For the first time in three years the default rate across the whole economy has fluctuated above 17%.
Data from the Australian Securities and Investments Commission (ASIC), Australian Financial Security Authority (AFSA), courts and debt collectors shows hardest hit sectors were health care, up 79%, transport companies 64%, and real estate services 61%.
According to Credit Watch chief executive Patrick Coghlan the first red flag on the path most businesses follow towards administration and court actions is the registration of payment defaults. ”We find that half of companies that default on payments end up in some form of administration within 18 months.”
Last year there was a 57% increase in court actions against small business defaulters in SA, the highest of all States.
The scourge of late payments
The trigger for these troubled businesses was, in many cases, late payments to them by their own customers.
It’s estimated 46% of businesses fail in their first five years because of cash flow problems caused by late payments to them.
Macks Advisory is aware of a recent survey of 150,000 SMEs that shows they’re losing $7bn annually as the result of larger businesses not paying bills totalling $115bn on time.
A further hazard for SMEs is banks’ increasing tendency to call in loans at short notice.
In recent weeks billionaire global financier Lex Greensill has championed SMEs by threatening to dump clients who use a variety of techniques, such as supplier payday lending schemes, to extend payment terms.
He says the London-based Greensill group will henceforth refuse to do business with any company that pushes out payment terms beyond 30 days. “We will not let our supply chain finance clients push out payment terms to SME suppliers beyond that time.
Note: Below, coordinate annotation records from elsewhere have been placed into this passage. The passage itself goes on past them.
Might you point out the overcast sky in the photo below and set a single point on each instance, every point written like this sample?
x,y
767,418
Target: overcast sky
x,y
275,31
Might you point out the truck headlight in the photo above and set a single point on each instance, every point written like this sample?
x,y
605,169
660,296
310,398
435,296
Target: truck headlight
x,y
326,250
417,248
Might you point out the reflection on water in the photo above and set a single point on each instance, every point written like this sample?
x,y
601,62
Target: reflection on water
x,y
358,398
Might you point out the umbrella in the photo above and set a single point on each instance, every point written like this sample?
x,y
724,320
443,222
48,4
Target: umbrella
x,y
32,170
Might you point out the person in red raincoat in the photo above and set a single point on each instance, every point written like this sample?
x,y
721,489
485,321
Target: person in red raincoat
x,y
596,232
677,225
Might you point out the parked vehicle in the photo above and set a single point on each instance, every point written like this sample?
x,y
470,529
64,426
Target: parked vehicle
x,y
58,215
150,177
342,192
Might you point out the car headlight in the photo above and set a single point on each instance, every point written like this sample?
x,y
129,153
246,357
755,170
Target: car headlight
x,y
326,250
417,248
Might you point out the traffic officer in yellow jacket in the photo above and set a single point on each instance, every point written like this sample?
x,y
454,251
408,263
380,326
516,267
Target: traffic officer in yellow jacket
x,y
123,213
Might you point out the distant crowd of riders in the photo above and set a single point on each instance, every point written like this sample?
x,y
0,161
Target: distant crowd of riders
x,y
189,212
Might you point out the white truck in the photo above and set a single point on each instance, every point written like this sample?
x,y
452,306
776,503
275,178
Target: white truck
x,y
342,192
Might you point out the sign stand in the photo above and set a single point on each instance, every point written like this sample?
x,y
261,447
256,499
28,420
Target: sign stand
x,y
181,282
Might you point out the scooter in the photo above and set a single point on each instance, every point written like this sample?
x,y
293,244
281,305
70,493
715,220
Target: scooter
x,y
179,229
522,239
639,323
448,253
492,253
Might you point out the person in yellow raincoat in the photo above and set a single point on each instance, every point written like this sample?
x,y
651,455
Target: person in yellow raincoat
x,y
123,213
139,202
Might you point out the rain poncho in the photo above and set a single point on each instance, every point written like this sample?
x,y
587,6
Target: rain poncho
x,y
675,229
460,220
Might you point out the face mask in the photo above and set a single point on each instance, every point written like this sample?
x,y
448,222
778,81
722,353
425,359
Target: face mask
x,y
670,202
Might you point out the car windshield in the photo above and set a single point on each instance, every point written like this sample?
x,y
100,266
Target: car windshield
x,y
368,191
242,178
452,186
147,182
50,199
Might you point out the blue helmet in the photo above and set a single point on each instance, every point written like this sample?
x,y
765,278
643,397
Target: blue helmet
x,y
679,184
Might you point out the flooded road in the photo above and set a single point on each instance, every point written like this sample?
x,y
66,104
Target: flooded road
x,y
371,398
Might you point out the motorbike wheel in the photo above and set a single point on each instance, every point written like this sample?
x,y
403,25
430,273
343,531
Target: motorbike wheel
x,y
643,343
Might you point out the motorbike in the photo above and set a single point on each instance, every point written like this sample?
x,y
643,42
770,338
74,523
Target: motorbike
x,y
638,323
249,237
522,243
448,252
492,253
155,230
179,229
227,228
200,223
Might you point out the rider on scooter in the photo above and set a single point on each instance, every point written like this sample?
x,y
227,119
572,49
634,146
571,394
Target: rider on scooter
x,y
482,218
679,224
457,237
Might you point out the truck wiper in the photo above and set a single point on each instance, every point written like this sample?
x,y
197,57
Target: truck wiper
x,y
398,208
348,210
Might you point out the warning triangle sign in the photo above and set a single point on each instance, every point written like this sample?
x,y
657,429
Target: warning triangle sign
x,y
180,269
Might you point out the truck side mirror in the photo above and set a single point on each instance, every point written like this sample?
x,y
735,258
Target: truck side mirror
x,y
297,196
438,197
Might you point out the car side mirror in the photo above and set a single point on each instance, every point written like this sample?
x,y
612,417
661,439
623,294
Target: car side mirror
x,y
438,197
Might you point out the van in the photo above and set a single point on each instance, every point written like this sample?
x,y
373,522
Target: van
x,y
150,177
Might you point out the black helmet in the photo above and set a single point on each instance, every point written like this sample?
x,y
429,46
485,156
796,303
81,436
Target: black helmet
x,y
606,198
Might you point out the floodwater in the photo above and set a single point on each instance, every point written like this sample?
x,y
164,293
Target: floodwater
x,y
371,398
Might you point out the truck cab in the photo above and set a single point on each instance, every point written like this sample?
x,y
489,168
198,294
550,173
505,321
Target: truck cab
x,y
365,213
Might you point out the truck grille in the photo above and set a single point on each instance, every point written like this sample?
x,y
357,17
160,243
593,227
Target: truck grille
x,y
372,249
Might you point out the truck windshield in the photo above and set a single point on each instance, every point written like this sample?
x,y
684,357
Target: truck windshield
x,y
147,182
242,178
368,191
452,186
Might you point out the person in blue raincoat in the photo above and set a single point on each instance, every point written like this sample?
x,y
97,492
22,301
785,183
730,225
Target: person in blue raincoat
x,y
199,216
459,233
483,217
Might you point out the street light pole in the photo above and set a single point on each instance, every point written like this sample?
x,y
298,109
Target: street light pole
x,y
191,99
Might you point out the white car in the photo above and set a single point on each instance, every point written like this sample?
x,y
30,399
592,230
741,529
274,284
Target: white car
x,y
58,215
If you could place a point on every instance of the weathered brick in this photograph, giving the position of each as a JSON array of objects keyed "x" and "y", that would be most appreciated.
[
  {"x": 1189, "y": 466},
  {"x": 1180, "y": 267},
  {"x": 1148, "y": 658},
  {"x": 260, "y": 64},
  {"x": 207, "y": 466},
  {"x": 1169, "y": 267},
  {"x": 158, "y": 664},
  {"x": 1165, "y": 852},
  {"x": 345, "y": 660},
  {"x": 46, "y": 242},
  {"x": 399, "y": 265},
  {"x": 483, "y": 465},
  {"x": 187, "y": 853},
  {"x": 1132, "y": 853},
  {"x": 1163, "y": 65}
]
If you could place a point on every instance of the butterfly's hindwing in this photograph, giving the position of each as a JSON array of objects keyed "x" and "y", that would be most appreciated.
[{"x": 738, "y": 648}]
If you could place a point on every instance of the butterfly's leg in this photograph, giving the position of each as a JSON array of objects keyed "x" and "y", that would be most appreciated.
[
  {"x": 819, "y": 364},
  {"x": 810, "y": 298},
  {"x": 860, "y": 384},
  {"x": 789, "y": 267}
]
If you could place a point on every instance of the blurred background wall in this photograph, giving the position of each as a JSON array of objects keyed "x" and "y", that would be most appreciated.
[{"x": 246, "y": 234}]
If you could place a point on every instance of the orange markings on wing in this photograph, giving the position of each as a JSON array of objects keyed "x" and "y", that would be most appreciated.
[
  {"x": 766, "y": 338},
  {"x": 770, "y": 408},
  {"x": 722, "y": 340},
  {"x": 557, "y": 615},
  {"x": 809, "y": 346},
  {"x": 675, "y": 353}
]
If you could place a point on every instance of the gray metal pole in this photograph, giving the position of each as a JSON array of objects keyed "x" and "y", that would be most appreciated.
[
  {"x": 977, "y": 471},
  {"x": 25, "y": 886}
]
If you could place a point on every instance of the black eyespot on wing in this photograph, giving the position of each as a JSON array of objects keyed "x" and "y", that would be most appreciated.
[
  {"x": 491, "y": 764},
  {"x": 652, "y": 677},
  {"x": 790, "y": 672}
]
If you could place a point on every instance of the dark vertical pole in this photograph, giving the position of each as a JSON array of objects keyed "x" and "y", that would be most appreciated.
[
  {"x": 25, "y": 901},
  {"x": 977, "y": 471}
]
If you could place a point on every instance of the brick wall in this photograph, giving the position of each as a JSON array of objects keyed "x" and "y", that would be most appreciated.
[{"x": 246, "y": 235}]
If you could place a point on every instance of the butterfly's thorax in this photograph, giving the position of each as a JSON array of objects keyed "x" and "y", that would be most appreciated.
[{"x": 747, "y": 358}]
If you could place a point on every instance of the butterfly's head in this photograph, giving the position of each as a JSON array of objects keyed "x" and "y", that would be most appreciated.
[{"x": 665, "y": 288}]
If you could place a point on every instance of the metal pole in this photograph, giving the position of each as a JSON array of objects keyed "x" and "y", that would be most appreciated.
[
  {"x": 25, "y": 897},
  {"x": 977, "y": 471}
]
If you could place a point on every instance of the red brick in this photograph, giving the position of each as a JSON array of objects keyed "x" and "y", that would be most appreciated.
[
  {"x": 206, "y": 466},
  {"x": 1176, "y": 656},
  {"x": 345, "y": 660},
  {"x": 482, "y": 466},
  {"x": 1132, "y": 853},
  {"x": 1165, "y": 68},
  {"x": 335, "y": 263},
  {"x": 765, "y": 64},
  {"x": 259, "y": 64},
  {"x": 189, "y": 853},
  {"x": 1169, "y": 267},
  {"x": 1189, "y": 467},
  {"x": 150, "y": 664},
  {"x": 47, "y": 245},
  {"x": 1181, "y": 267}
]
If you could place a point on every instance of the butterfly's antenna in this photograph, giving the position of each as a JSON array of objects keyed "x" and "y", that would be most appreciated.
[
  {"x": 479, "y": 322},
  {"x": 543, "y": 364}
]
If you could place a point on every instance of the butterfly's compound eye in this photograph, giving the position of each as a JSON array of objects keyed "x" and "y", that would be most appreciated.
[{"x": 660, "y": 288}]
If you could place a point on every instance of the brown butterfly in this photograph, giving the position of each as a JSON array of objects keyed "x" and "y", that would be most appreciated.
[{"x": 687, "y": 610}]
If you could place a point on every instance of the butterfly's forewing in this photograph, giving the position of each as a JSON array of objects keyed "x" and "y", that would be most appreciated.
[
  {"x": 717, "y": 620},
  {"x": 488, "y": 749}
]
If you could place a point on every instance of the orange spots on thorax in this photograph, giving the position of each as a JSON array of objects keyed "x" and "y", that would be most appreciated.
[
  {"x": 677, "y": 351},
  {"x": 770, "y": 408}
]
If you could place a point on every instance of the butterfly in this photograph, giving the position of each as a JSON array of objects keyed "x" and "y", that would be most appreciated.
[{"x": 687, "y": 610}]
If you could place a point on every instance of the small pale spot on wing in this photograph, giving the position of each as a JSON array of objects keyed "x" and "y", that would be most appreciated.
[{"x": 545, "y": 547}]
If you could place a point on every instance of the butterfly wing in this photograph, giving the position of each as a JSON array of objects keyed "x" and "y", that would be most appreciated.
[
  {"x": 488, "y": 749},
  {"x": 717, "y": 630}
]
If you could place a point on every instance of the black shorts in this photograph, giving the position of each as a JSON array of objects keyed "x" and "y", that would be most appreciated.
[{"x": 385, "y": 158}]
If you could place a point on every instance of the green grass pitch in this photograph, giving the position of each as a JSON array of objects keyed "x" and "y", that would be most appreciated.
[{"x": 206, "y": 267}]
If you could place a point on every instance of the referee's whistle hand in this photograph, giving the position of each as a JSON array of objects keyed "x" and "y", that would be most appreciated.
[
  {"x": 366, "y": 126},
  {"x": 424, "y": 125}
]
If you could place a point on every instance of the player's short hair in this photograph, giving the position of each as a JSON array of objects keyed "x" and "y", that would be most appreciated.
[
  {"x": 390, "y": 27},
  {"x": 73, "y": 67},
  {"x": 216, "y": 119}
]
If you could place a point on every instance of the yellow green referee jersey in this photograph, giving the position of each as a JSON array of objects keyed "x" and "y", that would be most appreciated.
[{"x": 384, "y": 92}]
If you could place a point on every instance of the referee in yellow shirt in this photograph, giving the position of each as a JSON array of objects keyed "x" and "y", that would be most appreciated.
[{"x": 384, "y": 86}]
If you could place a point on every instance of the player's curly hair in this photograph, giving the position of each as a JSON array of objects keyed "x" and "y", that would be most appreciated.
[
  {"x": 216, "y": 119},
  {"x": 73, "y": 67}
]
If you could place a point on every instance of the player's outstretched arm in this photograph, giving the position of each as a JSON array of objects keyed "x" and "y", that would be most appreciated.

If they want to do that we won’t do business with them.”
The Australian connection
It’ll be interesting to see how Greensill client CIMIC, Australia’s largest construction company, reacts to this, given that last year it extended payment terms from 45 days to 65, raising the ire of cross bench Senator Rex Patrick.
Senator Patrick accused CIMIC of breaching its social licence and treating its small business suppliers, subcontractors and mum-and-dad families as a bank.
Sensing the likely affect on its business by a mounting community rage against the catastrophic effect of late payments on SMEs, Telstra has cut payment terms from 62 days to 20 after ditching its supply chain financing scheme.
Similarly RIO Tinto scrapped its so-called “dynamic discounting” scheme and also cut payment terms to 20 days.
The Federal Government is expected to introduce later this year legislation to enact the 20-day payment policy it first flagged in 2018.
It is Macks Advisory’s belief that such is the scourge of late payments on the Australian economy that anything that can be done to put an end to it, should be done without delay.
Key insolvency indicators
Meanwhile irrespective of this or any other issue that might be a threat to their business, directors should always be on the alert to ensure their company doesn’t trade while it is insolvent. Directors must be able to reasonably believe their company has funds available – from increasing net revenue, asset sales or capital raising -- to be able to cover all debts in appropriate time frames.
Is there a lack of working capital, are current asset values being overstated, are debtors being factored or has it been necessary to raise a book debt loan to raise cash, are trading loses being funded by injections of capital or non-payment of creditors, or are creditors putting unpaid bills in the hands of collecting agents threatening legal action or making statutory demands for payment?
Are GST or other tax payments overdue, have any directors received a DPN from the ATO, has the company a debt repayment plan with the ATO or any other creditor?
Are suppliers insisting on COD payments or have they already suspended supply? Has the company suddenly and precipitously changed suppliers and/or opened a new bank account? Are insurance payments unpaid; is insurance obviously inadequate or worse, non-existent?
Are the company’s records inadequate or poorly maintained, accountants’ fees in arrears, rent unpaid, finance contracts ignored, bank overdrafts exceeded and cheques being post-dated or dishonoured?
If the answer to any of the above questions is yes it’s an indication of possible insolvent trading – which can be a criminal offence and a director held personally liable for company debt.